Carmenzta, you hit the nail on the head about whether we should run photos with stories like this, and I respect your view on it. I don't pick photos for gratuitous effect, but I really felt in this case that the straight account of the wreck along with the mechanical end result was an object lesson in what happens in cases like this. It sounds cold and detached, and it probably is. I'm not making excuses for what I did, but I felt it was the right thing to do. Not the feel-good thing to do - just the right thing.
I don't get any feeling of superiority or loftiness from it, and I know it hits those involved in a horrible way. Maybe I'll end up in a circle of hell for doing it, but it was my decision.

Thanks for the comments. I wasn't looking for a pat on the back, just what other people feel about this so I can keep my head straight.

8:31 PM  
Blogger Cherrypie said...

I've come late to the party and anything really wroth saying has already been said, but as a trained bereavement counsellor I can see both side, neither are wrong and nothing you could have done would have been right.
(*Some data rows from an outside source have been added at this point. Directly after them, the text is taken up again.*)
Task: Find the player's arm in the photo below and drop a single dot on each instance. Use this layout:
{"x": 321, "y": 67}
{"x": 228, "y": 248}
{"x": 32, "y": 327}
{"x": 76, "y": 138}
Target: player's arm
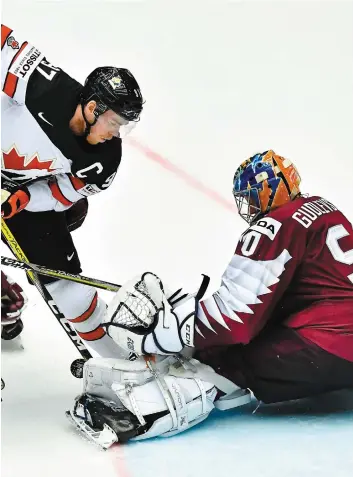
{"x": 19, "y": 59}
{"x": 254, "y": 282}
{"x": 56, "y": 193}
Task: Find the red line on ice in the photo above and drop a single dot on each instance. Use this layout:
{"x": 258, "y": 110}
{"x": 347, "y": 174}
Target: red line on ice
{"x": 185, "y": 176}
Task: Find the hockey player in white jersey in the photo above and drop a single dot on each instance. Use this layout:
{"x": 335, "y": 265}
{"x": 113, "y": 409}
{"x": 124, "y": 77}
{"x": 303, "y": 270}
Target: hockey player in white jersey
{"x": 60, "y": 144}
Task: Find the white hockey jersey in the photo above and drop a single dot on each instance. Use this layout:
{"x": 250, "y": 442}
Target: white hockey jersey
{"x": 36, "y": 141}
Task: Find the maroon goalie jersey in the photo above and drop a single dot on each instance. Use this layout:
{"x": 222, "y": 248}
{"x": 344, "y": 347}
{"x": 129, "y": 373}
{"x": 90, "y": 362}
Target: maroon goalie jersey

To have ignored it would have been wrong, to have underplayed it would have been wrong, to have given it too few or too many column inches would have been wrong. It sounds like you did your job professionally and sensitively.

I don't know if you have CRUSE Bereavement Care ( my organisation) over there but they are a good place to signpost people towards.

Missed you while I've been stuck in the office. I was a real Siouxsie Soux fan x

9:27 PM  
Blogger awaiting said...

"Circle of hell" just made me want to read Dante's Inferno again. :)

1:57 AM  
Blogger gautami tripathy said...

As already enough has been written about it, I do not have anything more to add to it. I too feel you did the right thing.

We do need to see pictures so that we are more careful in future.

9:38 AM  
Blogger Lazy said...

Do they tell dead baby jokes in your newsroom?

10:41 AM  
Blogger Frontier Editor said...

We're pretty fatalistic in our humor, Lazy, but the dead baby jokes kinda lose their charm after you have kids.

10:46 AM  
Blogger Carmenzta said...

FE, I think the very fact that you even asked the question shows that you are a caring, non-detached editor. That says a lot about you...All good!!!

12:17 PM  
Blogger jromer said...

we try to do our best whenever we can. unfortunately, not every response is really dealing with you, fronty. most responses come from fear or pain. also, grieving is a very private process and seeing someone else handle a piece of the tragedy that is causing one's grief is painful, no matter what a person's intention. they're hurt and angry at God and everybody for losing their child. you didn't mean any harm and you know that. maybe someday, when the edge of their pain wears off, they will see that too. sorry it got ugly. deep breath.